In Australia, after the policy changed in 2012, refugees are automatically granted a health waiver, but significant barriers to their resettlement and support remain.
There have been no shortage of recommendations for reform, review and removal of the offending migration regulations and legislation in both countries. In 2011, Australia’s Joint Standing Committee on Migration released a report including eighteen recommendations to address disability discrimination within the immigration rules. Most of them have been so far ignored.
The committee monitoring the UN Convention on the Rights of Persons with Disabilities has questioned both countries on their breaches of rights enshrined in the Convention to liberty of movement and nationality, as well as non-discrimination.
In New Zealand, the independent body monitoring the Convention, as well as a parliamentary select committee, have called for reform or review, so that disabled people’s rights and strengths are recognized. This came after disabled migrant Juliana Carvalho gathered 34,747 signatures on a petition calling for an end to the discrimination, and for the policy to uphold the disability convention.
Even so, the New Zealand government, like the Australian government before it, has chosen to carry out a limited review of the cost threshold, leaving the ableist and fatphobic status quo firmly intact.
Despite legislative attempts to enshrine this migration prejudice (including the statement that ‘immigration matters inherently involve different treatment on the basis of personal characteristics’), the only barrier to change is political will. Long-standing discriminatory rules in Canada have now been lessened dramatically, and the government has agreed they should be removed completely, after a 2017 parliamentary review found they did not align with modern Canadian values.
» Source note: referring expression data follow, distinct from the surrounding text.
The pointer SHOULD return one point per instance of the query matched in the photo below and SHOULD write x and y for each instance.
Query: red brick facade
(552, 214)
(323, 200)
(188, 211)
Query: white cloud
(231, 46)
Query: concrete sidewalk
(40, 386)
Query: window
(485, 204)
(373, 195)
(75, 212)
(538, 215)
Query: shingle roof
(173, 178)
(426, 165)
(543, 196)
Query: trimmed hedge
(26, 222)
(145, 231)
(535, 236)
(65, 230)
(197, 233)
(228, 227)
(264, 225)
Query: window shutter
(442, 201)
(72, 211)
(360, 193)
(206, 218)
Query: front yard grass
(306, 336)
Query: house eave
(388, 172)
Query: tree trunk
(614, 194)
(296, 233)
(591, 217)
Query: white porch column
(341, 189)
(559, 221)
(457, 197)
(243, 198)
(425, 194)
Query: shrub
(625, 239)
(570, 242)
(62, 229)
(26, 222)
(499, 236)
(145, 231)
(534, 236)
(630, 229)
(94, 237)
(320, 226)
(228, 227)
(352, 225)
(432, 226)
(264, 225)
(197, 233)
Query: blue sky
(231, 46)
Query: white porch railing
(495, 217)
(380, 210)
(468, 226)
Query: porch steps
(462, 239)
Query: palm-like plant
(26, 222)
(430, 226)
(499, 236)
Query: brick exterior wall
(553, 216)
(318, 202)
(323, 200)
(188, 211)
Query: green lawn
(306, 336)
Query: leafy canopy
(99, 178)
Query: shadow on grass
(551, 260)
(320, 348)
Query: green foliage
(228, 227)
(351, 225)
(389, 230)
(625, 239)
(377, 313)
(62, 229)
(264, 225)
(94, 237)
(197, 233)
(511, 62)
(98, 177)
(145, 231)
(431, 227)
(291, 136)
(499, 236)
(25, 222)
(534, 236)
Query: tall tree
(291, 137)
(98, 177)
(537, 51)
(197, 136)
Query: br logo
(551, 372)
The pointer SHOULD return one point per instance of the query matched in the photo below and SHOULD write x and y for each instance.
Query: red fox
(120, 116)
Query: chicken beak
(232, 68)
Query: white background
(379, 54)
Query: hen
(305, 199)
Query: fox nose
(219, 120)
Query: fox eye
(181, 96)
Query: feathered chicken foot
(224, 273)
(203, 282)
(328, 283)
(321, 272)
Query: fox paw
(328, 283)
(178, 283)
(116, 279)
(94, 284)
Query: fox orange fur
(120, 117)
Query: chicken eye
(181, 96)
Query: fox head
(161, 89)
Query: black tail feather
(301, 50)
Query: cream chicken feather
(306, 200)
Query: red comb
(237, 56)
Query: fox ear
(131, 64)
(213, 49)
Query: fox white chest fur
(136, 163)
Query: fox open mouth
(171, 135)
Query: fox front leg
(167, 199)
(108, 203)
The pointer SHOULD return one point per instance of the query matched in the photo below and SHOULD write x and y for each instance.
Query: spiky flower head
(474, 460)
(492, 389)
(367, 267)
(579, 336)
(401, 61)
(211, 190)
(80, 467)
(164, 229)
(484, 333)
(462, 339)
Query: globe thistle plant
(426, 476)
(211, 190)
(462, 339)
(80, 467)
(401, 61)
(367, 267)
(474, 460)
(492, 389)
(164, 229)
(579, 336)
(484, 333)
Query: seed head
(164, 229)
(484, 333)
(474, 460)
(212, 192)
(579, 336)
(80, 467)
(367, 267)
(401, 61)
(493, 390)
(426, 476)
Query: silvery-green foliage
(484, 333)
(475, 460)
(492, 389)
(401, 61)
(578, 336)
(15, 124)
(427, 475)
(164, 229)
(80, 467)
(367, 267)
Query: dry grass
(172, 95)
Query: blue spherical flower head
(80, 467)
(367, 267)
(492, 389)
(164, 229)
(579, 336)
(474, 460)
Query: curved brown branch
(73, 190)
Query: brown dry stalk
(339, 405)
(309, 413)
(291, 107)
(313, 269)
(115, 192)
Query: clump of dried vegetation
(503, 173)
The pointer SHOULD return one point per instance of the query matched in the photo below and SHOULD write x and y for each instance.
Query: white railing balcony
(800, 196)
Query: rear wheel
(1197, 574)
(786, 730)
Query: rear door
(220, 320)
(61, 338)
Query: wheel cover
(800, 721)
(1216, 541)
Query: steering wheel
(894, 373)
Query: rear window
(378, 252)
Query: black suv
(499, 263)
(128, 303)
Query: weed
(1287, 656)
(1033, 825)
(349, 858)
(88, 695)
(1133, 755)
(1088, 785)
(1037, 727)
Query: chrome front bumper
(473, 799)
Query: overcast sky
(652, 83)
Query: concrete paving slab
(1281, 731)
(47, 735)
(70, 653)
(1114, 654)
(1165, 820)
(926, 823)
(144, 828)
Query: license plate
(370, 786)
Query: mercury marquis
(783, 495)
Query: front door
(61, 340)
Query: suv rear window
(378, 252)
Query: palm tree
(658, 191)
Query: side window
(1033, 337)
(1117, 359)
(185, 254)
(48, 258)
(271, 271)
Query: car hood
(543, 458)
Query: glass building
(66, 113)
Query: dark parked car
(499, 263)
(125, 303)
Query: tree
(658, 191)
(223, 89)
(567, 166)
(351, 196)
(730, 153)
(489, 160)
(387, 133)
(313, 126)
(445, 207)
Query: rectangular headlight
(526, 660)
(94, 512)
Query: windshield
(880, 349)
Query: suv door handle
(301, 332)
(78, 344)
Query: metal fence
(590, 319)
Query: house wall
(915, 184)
Besides, indigenous immigration protocols show that there is nothing inherent about categorising migrants based on economic worth. Māori legal scholar Kylee Quince has explained that a relationship-based immigration system grounded in the Māori customary values of manaaki (host responsibility and care), utu (reciprocity) and aroha (love and compassion) would contribute to honouring Te Tiriti o Waitangi, Aotearoa/New Zealand’s founding document.
Shifting the entrenched mindset of immigration ministers and governments who consider that it’s acceptable to reduce human beings to a dollar value will be a long-term fight. But in both countries, there are campaigns to keep the issue on the political agenda and raise public consciousness.
- In Australia, Welcoming Disability calls for reform to Australia’s migration health laws and an end to disability discrimination.
- In New Zealand, the #EndASHNow campaign advocates for an end to disability and health-based migration discrimination, including by ending the country’s ableist Acceptable Standard of Health requirements.
If we’re going to change these rules, the voices of those of us who have been impacted by them alone will not be enough. As important as media coverage is, by itself it can’t and won’t lead to the scale of change that justice requires.
We need MPs to recognise fair migration rules as a non-partisan issue and show their support for change, such as the Greens have done in both countries. And we need you—members of the public, NGOs, migrant advocacy groups, disable people, Australian and New Zealand citizens—to support our campaigns and lift up the voices of those harmed by these unjust requirements.
Regardless of nationality, migration or refugee status, we all seek to contribute to our schools, workplaces, neighbourhoods and communities. We all need support, we all have strengths, and we all deserve to be treated with dignity. It’s time for the immigration rules and laws in Australia and Aotearoa/New Zealand’s to change to honour these truths.